Les condi­tions de vie résul­tant de la situa­tion actuelle éco­no­mique et sociale, l’accès des hommes et des femmes aux pro­fes­sions libé­rales, aux arts et aux métiers, leur tra­vail côte à côte dans les usines, les bureaux et les dif­fé­rents emplois, tout cela tend à éta­blir en pra­tique une large équi­va­lence entre l’activité de la femme et celle de l’homme, et bien sou­vent les époux se trouvent dans une situa­tion qui se rap­proche fort de l’égalité.
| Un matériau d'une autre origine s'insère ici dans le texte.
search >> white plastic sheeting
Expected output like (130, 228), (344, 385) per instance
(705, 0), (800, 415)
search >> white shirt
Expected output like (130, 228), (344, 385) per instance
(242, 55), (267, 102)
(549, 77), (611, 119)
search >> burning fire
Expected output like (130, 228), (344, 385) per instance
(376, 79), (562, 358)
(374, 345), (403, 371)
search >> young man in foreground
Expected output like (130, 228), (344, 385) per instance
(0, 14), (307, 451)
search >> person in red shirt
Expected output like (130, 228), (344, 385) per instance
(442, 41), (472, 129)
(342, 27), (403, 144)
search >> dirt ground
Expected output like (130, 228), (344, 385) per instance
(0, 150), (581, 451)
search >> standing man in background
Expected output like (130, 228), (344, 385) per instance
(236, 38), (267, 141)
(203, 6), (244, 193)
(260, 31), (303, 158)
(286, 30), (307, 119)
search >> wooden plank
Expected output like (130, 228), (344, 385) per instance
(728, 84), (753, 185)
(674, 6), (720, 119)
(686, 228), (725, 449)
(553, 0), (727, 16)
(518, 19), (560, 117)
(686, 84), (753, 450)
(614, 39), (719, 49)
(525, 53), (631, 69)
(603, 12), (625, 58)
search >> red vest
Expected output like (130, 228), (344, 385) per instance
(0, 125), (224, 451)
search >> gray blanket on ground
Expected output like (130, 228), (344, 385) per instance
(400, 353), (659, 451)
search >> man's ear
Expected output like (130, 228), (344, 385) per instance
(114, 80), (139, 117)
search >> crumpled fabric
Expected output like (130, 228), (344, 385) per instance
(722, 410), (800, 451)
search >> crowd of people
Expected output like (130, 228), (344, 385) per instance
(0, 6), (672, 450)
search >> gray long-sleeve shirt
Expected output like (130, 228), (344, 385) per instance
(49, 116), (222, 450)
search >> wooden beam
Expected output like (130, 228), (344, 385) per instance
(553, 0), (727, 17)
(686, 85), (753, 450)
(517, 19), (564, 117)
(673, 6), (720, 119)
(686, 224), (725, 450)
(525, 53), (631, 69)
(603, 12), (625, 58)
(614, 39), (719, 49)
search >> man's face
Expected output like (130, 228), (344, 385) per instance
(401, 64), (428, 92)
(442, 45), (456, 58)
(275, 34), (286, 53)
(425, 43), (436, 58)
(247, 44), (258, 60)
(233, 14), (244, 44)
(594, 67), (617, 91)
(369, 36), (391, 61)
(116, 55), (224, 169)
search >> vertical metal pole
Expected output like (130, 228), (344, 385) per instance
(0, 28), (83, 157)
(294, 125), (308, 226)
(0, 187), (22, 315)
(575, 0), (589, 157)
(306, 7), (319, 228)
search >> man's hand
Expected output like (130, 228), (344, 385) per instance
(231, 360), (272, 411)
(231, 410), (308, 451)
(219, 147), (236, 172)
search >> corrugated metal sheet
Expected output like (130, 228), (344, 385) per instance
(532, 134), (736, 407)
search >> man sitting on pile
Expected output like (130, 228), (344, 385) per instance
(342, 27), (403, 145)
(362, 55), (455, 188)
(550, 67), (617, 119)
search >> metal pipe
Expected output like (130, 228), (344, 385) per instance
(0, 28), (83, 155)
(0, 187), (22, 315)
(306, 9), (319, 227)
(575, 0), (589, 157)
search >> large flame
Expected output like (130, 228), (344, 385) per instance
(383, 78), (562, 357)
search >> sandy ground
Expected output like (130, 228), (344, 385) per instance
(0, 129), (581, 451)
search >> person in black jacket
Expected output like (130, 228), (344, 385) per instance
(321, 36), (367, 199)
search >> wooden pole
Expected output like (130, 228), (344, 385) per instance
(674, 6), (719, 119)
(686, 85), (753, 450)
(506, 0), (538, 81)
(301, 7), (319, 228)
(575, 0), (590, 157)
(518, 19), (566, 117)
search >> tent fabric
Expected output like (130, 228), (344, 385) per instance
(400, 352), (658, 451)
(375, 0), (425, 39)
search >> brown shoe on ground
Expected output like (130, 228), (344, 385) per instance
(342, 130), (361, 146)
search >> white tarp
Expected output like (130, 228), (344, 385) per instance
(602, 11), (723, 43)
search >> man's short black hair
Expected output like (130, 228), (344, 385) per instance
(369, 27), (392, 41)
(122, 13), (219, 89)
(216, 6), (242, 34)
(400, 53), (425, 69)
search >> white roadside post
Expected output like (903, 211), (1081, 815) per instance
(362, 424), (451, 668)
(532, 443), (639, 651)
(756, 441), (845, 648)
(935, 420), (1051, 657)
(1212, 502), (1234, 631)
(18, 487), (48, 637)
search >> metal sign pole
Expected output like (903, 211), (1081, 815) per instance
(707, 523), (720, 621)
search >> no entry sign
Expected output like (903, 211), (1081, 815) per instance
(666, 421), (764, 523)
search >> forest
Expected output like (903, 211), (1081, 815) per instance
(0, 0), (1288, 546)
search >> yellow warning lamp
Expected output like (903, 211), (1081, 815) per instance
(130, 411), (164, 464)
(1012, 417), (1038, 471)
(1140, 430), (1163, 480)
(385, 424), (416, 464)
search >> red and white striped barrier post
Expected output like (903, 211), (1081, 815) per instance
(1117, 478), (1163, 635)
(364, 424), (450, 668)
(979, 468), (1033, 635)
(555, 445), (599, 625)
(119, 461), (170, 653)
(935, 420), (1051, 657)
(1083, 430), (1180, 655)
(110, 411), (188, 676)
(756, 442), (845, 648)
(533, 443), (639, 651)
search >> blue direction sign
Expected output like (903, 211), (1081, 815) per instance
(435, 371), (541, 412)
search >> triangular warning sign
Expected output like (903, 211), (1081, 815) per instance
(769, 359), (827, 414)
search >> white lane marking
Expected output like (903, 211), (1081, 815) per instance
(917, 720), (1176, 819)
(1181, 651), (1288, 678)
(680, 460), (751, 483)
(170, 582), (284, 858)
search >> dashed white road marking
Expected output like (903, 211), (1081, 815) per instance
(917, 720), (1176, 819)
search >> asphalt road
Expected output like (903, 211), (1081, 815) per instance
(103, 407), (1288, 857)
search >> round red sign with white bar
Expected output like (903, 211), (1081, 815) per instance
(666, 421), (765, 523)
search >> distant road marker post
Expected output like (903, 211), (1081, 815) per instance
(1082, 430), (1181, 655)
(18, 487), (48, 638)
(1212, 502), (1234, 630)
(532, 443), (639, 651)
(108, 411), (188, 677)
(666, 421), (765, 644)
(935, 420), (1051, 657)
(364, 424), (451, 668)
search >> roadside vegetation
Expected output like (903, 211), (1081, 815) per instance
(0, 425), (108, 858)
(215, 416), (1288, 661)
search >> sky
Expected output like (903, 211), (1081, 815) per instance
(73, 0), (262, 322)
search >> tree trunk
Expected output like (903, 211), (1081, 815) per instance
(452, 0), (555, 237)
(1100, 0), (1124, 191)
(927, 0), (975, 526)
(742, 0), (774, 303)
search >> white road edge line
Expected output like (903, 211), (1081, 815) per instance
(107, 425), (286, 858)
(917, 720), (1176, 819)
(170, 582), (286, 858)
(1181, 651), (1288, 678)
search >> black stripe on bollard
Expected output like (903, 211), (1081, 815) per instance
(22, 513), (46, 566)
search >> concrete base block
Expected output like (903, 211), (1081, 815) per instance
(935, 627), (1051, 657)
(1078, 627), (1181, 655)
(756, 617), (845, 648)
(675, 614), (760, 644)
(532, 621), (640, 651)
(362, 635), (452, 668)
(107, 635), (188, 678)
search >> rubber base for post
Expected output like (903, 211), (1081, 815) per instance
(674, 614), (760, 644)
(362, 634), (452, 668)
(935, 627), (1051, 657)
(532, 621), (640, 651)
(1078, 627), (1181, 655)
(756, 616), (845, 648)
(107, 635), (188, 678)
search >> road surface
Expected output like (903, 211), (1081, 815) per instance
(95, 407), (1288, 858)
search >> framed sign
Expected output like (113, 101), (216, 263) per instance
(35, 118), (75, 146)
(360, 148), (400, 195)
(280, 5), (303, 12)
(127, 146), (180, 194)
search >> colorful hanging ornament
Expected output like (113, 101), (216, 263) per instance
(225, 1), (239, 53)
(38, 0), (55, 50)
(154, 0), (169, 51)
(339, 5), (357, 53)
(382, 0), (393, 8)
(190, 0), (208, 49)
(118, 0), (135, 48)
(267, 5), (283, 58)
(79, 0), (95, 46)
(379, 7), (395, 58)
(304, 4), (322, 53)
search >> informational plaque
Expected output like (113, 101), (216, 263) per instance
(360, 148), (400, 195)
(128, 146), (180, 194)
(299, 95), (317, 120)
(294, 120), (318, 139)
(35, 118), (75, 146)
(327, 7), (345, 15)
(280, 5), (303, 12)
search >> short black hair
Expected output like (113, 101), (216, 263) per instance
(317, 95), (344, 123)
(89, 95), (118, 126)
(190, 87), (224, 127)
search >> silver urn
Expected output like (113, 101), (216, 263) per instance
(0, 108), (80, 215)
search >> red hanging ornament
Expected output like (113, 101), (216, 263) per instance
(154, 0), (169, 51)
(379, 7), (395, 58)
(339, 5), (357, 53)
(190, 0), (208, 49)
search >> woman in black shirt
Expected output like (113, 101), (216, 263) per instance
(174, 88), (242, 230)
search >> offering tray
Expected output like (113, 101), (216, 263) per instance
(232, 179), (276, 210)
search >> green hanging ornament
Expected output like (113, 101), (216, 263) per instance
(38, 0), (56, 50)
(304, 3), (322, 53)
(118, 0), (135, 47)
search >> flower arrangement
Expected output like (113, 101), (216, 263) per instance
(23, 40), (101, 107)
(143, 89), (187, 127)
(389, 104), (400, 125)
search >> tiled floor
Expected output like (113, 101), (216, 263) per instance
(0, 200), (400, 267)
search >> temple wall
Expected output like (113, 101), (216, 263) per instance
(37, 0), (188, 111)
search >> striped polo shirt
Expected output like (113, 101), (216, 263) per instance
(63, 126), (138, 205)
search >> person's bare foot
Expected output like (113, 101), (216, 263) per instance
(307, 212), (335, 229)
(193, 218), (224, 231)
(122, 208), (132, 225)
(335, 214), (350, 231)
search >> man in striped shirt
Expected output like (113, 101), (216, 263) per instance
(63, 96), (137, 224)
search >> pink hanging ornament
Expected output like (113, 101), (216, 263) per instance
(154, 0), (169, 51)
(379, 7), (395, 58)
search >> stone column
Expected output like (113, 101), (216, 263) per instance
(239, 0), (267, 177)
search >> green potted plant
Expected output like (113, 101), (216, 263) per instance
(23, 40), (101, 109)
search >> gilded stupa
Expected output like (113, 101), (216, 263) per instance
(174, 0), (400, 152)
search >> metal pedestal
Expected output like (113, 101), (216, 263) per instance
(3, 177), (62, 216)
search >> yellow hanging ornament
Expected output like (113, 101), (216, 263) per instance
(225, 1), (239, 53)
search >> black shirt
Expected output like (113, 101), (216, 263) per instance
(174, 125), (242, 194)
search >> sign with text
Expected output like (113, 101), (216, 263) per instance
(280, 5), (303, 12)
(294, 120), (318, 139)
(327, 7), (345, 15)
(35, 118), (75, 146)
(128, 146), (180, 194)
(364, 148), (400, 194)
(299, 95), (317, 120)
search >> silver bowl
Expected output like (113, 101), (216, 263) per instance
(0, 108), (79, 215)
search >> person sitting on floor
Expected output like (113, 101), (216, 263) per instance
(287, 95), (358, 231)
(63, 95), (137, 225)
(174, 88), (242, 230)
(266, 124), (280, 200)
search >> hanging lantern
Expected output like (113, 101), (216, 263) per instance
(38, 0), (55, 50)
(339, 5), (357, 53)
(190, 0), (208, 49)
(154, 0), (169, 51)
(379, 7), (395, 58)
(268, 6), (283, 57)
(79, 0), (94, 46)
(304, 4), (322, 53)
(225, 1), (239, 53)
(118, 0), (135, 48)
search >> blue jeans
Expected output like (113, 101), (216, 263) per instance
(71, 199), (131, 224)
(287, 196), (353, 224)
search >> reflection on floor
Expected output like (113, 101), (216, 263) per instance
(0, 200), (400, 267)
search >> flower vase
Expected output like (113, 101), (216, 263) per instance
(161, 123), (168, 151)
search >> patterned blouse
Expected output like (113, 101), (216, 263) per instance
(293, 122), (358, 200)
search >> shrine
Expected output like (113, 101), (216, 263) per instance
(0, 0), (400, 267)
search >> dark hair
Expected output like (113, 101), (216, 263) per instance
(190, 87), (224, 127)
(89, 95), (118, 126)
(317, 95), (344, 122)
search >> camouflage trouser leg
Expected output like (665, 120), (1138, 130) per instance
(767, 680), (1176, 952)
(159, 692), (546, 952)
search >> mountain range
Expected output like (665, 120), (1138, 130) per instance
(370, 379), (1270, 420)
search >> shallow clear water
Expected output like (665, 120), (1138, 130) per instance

Souvent le mari et son épouse exercent des pro­fes­sions de même ordre, four­nissent par leur tra­vail per­son­nel à peu près la même contri­bution au bud­get fami­lial, tan­dis que ce tra­vail même les conduit à mener une vie assez indé­pen­dante l’un à l’égard de l’autre. Les enfants que Dieu leur envoie entre temps, com­ment sont-​ils sur­veillés, gar­dés, édu­qués, ins­truits ? Vous les voyez, nous ne dirons pas aban­don­nés, mais bien sou­vent confiés très tôt à des mains étran­gères, for­més et conduits par d’autres que leur mère, laquelle est rete­nue loin d’eux par l’exercice de sa pro­fes­sion. Faut-​il s’étonner que le sens de la hié­rar­chie dans la famille aille s’affaiblissant et finisse par se perdre ? Faut-​il s’étonner que l’autorité du père et la vigi­lance de la mère n’arrivent point à rendre joyeuse et intime la vie familiale ?

Et pour­tant l’enseignement chré­tien du mariage que don­nait saint Paul à ses dis­ciples d’Éphèse comme à ceux de Corinthe ne sau­rait être plus clair : « Que les femmes soient sou­mises à leur mari comme au Seigneur ; car le mari est le chef de la femme, comme le Christ est le chef de l’Église. (…) Comme l’Église est sou­mise au Christ, les femmes doivent être sou­mises à leur mari en toutes choses. Et vous, maris, aimez vos femmes comme le Christ a aimé l’Église et s’est livré lui-​même pour elle. (…) Que cha­cun de vous, de la même manière, aime sa femme comme soi-​même, et que la femme révère son mari » (Éph 5, 22–25, 33). (…)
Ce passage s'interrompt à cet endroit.